With the readiness with which a man who dozes while standing will answer the question that wakens him, he said–though he stammered from the now waning effect of the drug: “Myra’s child, sir; it’s asleep.” He picked up the night-gowned little girl, who screamed as she wakened, and folded his pea-jacket around the cold little body.

“Who is Myra?” asked the officer in a bullying tone, in which were also chagrin and disappointment. “You’ve been asleep yourself.”

Before Rowland could reply a shout from the crow’s-nest split the air.

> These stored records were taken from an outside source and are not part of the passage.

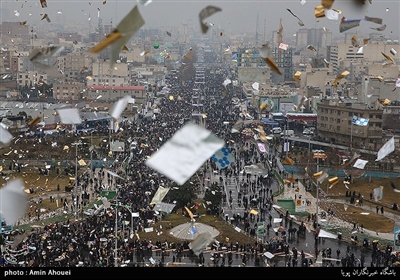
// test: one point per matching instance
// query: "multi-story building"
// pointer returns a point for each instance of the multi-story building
(68, 91)
(31, 78)
(334, 123)
(114, 93)
(75, 66)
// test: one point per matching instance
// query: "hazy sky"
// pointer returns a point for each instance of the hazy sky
(238, 15)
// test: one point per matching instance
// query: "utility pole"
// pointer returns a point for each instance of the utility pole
(76, 178)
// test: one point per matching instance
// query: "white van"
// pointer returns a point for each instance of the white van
(288, 132)
(276, 130)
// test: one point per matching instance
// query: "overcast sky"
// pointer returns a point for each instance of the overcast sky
(238, 15)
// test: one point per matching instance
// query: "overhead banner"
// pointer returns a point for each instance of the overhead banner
(300, 205)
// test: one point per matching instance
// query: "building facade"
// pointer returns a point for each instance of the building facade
(334, 124)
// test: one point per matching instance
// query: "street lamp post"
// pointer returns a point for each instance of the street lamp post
(351, 135)
(116, 233)
(76, 176)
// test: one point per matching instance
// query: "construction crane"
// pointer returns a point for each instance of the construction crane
(280, 40)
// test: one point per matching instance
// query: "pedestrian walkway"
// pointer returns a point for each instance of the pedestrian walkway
(332, 221)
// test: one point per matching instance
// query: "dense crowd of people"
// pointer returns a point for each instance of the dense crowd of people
(91, 241)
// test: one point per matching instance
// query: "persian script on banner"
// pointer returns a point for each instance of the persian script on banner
(261, 146)
(283, 46)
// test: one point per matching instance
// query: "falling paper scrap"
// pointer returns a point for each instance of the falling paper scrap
(205, 13)
(300, 22)
(312, 48)
(159, 195)
(386, 149)
(297, 76)
(201, 242)
(381, 28)
(69, 116)
(45, 16)
(346, 24)
(119, 107)
(388, 57)
(129, 25)
(374, 20)
(223, 158)
(13, 201)
(341, 76)
(270, 62)
(182, 155)
(5, 136)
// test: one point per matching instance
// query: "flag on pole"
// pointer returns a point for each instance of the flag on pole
(378, 193)
(360, 163)
(223, 158)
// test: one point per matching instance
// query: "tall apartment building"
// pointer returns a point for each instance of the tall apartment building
(284, 61)
(74, 66)
(334, 123)
(317, 37)
(343, 54)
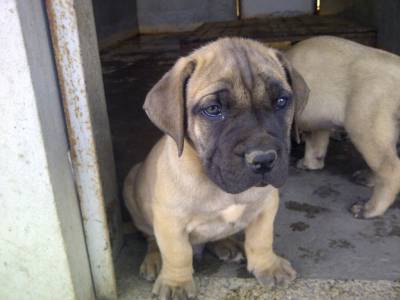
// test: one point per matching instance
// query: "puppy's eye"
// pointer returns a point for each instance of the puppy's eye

“Ice,” yelled the lookout; “ice ahead. Iceberg. Right under the bows.” The first officer ran amidships, and the captain, who had remained there, sprang to the engine-room telegraph, and this time the lever was turned. But in five seconds the bow of the Titan began to lift, and ahead, and on either hand, could be seen, through the fog, a field of ice, which arose in an incline to a hundred feet high in her track. The music in the theater ceased, and among the babel of shouts and cries, and the deafening noise of steel, scraping and crashing over ice, Rowland heard the agonized voice of a woman crying from the bridge steps: “Myra–Myra, where are you? Come back.”

CHAPTER VII

Seventy-five thousand tons–dead-weight–rushing through the fog at the rate of fifty feet a second, had hurled itself at an iceberg. Had the impact been received by a perpendicular wall, the elastic resistance of bending plates and frames would have overcome the momentum with no more damage to the passengers than a severe shaking up, and to the ship than the crushing in of her bows and the killing, to a man, of the watch below. She would have backed off, and, slightly down by the head, finished the voyage at reduced speed, to rebuild on insurance money, and benefit, largely, in the end, by the consequent advertising of her indestructibility. But a low beach, possibly formed by the recent overturning of the berg, received the Titan, and with her keel cutting the ice like the steel runner of an ice-boat, and her great weight resting on the starboard bilge, she rose out of the sea, higher and higher–until the propellers in the stern were half exposed–then, meeting an easy, spiral rise in the ice under her port bow, she heeled, overbalanced, and crashed down on her side, to starboard.

The holding-down bolts of twelve boilers and three triple-expansion engines, unintended to hold such weights from a perpendicular flooring, snapped, and down through a maze of ladders, gratings, and fore-and-aft bulkheads came these giant masses of steel and iron, puncturing the sides of the ship, even where backed by solid, resisting ice; and filling the engine- and boiler-rooms with scalding steam, which brought a quick, though tortured death, to each of the hundred men on duty in the engineer’s department.